The oil industry's tight family circle has been breached by the acrimonious merger struggle between Mobil Corp. and a smaller Conoco Inc., whose officers are calling Mobil names once used by the industry's worst enemies and severest critics.
Names like monopolist.
In a lawsuit filed last week, Conoco asked a federal judge to stop Mobil's attempted takeover by forbidding the larer company from acquiring Conoco stock. Conoco hopes to merge with E. I. duPont de Nemours & Co., and is fighting both Mobil and Seagram Co. of Canada, another unwanted suitor.
Meanwhile, the Justice Department is intently studying the Conoco takeover.
Conoco's suit echoes charges made after the 1973 Arab oil embargo, when the industry faced attack by liberals in Congress and the Federal Trade Commission, whose antitrust suit sought to break up Mobil and the seven other largest oil companies.
"If Mobil can acquire Conoco, Gulf and Texaco an pick off other middle-size oil companies and there could be a significant restructuring of the industry," said Sam Schwartz, Conoco's senior vice president.
The second tier of oil companies, like Conoco beneath Mobil and the other giants, plays an essential role in making the oil business competitive, Schwartz said. Conoco sells 30 percent of its gasoline who generally sell below prices charged by major company stations. Mobil has long followed a policy of not selling gasoline to these companies, Schwartz said.
The independants help hold back the price increases by the majors when gasoline demand is strong, Conoco claims. A Mobil-Conoco merger "would tend to create a monopoly in the retail sale of motor gasoline" in various parts of the country, Conoco charges.
The specter of giant oil companies threatening to gobble up the little guys -- and the not so little companies like Conoco who supply the independants -- is just what the FTC was worried about in its 1973 suit charging the majors with antitrust violations.
The FTC, however, dropped the oil case recently after eight years, leaving Mobil and the other majors relatively unscathed.
Mobil can claim a political vindication. The liberal attack on the oil industry reached a high-water mark in the fall of 1975 when the Senate came within a half dozen votes of passing a bill to break up the largest oil companies.
Today such a move probably would get only a half dozen votes at most and the political push is coming from the other direction. If the FTC hadn't dropped the oil case, it probably would have faced another bruising confrontation with Congress.
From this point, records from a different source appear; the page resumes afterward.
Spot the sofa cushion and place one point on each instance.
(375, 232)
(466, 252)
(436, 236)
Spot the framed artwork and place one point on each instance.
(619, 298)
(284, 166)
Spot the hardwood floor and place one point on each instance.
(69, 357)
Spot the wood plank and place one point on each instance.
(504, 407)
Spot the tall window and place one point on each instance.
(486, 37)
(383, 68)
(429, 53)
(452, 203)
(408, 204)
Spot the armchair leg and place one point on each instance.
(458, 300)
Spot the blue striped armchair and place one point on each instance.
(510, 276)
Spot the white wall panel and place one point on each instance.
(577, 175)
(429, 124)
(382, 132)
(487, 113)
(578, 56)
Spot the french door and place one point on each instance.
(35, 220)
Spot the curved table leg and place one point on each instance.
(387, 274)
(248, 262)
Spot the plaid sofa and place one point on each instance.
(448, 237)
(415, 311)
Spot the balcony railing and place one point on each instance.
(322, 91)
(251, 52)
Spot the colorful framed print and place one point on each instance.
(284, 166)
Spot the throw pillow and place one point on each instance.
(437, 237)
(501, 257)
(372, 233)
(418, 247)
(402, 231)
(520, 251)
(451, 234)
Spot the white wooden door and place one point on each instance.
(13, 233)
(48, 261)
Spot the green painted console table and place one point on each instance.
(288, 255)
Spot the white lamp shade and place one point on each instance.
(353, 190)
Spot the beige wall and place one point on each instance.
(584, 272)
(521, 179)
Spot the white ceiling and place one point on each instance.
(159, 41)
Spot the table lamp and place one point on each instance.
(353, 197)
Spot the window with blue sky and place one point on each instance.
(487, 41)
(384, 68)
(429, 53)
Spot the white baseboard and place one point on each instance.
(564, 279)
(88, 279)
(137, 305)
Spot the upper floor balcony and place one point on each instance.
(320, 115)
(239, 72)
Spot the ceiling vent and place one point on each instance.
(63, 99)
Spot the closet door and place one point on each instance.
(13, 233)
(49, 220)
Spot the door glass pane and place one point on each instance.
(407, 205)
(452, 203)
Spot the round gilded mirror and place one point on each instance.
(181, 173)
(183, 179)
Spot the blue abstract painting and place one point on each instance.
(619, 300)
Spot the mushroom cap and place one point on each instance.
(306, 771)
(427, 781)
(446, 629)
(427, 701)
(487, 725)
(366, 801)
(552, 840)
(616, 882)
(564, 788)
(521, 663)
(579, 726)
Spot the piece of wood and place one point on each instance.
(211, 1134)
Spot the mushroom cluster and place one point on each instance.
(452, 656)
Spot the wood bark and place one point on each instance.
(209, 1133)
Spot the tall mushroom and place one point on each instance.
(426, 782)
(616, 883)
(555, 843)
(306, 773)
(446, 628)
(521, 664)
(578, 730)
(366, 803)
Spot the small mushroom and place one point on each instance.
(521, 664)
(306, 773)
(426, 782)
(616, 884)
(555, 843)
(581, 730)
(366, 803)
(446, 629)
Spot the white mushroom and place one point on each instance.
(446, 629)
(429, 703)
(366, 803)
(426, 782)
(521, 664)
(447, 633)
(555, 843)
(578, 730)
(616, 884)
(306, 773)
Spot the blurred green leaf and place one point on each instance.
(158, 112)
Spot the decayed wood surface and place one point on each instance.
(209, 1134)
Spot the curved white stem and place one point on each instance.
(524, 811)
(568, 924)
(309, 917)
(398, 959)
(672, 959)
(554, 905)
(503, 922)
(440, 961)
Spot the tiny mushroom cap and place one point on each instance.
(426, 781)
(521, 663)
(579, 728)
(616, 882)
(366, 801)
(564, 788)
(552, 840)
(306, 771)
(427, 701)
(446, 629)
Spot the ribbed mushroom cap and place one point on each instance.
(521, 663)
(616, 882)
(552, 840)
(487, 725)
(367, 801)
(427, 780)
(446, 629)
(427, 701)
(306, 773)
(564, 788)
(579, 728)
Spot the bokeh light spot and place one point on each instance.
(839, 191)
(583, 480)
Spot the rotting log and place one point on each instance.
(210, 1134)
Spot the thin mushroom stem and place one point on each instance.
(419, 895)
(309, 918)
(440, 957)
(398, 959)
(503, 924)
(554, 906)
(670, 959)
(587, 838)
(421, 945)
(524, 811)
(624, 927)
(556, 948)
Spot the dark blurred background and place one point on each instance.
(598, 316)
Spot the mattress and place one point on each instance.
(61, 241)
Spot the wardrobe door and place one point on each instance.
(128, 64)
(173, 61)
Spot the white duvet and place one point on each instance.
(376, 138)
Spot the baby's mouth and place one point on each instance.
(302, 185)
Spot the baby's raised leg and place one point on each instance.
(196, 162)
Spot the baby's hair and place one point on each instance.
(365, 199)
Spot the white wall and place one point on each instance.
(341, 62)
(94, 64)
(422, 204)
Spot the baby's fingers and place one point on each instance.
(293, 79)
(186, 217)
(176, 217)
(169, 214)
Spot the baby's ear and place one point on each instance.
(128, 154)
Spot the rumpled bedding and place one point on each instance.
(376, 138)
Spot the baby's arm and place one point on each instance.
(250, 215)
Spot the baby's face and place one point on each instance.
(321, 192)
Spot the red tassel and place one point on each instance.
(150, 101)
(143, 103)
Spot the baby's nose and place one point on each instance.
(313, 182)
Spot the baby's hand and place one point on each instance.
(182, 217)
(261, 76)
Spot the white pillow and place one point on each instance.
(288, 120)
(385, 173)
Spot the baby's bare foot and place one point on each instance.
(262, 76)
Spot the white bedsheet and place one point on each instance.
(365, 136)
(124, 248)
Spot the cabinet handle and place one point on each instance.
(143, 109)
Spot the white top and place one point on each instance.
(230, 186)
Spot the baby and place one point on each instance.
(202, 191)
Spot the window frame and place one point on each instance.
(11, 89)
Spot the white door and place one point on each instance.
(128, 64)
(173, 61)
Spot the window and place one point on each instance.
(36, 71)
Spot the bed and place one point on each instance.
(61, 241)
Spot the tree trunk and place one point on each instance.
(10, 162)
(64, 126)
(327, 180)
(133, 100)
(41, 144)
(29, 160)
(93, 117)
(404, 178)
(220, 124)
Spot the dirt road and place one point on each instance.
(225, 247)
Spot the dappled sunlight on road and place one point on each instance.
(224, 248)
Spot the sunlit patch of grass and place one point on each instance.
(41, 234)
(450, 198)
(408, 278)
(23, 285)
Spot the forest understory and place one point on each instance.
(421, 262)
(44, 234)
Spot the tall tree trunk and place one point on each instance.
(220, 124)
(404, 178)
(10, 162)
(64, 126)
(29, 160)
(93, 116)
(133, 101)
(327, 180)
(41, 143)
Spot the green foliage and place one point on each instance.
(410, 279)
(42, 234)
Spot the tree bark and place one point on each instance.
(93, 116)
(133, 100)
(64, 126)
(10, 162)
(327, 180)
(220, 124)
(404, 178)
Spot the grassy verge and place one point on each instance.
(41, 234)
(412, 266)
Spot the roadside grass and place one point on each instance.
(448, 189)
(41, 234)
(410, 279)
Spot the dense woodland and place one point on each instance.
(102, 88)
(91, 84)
In announcing its offer to take over Conoco, Mobile tackled the antitrust issue head on, saying there was nothing in the law, judicial decisions or Justice Department policies standing in the way of the merger.
Since the oil, chemical and other businesses that Mobil and Conoco compete in aren't dominated by a few firms, Mobil said, the takeover would satisfy Justice Department guidelines as long as each of the companies has less than 5 pecent in each segment of the market where they compete.
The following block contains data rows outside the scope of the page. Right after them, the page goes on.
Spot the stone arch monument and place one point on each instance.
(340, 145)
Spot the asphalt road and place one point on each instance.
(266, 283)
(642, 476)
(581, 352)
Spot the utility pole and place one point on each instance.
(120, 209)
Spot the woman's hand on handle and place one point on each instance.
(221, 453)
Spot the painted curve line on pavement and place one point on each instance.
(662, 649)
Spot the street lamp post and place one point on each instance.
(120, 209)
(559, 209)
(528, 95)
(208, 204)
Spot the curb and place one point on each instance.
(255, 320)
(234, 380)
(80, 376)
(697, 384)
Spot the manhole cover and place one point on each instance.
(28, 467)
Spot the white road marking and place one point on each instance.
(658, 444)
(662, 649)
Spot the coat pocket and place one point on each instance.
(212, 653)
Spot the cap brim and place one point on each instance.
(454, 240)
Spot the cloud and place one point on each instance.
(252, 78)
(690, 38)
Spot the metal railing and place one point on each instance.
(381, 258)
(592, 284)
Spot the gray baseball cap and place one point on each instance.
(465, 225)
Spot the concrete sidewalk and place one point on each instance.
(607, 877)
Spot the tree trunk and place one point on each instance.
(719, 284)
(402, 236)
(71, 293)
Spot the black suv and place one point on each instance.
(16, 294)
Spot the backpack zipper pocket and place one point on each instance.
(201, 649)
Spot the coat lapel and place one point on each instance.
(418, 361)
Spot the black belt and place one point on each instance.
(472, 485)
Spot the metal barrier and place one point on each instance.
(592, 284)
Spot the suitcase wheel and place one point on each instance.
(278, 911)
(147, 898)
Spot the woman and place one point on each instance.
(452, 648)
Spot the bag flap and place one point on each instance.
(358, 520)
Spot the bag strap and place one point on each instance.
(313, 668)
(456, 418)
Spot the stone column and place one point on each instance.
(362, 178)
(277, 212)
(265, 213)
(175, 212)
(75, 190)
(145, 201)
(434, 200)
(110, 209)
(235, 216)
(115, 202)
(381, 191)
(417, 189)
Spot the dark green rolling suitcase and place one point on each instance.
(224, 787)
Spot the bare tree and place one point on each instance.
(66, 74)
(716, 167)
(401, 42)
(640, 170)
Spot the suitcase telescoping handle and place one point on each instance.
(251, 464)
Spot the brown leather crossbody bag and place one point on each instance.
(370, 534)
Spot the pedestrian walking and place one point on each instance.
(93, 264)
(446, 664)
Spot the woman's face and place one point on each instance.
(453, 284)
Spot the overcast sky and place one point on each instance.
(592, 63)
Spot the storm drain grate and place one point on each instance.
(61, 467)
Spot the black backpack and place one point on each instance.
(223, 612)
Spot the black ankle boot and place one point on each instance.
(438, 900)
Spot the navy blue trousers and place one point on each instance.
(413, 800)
Mobil and Conoco pass that test, Mobil said. It as 3.1 percent of domestic crude oil production, while Conoco has 1.5 percent. Mobil sells 6.2 percent of the nation's gasoline; Conoco sells 2.5 percent. The figures are similar in other areas where the two companies compete such as chemical and uranium production, Mobil says.
Schwartz said he isn't claiming the industry is monopolized by Mobil or anyone else. "I'm not trying to knock all the big brothers," he said. "I think the industry has been fiercely competitive and wouldn't want to allege that the industry, as it's now structured, has any significant anticompetitive elements. It serves the consumer well."
But middle-size companies like Conoco would be sorely missed, he added. The percentages Mobil cites aren't the whole story, Schwartz continued.
Mobil and Conoco rank Nos. 1 and 2, respectively, in ownership of the pipeline systems that gather crude oil from fields and transport it to refineries. A merger could enable Mobil to exert "substanital economic power" over independent crude oil producers because of its greater control over gathering pipelines, Conoco claims.
Conoco may have other reasons for bringing the suit beyond a concern for competition, neutral antitrust lawyers say. A ruling against Mobil by the court or the Justice Department could put it far behind other competitors in the scramble for Conoco stock and the, presumably, is what Conoco is hoping for.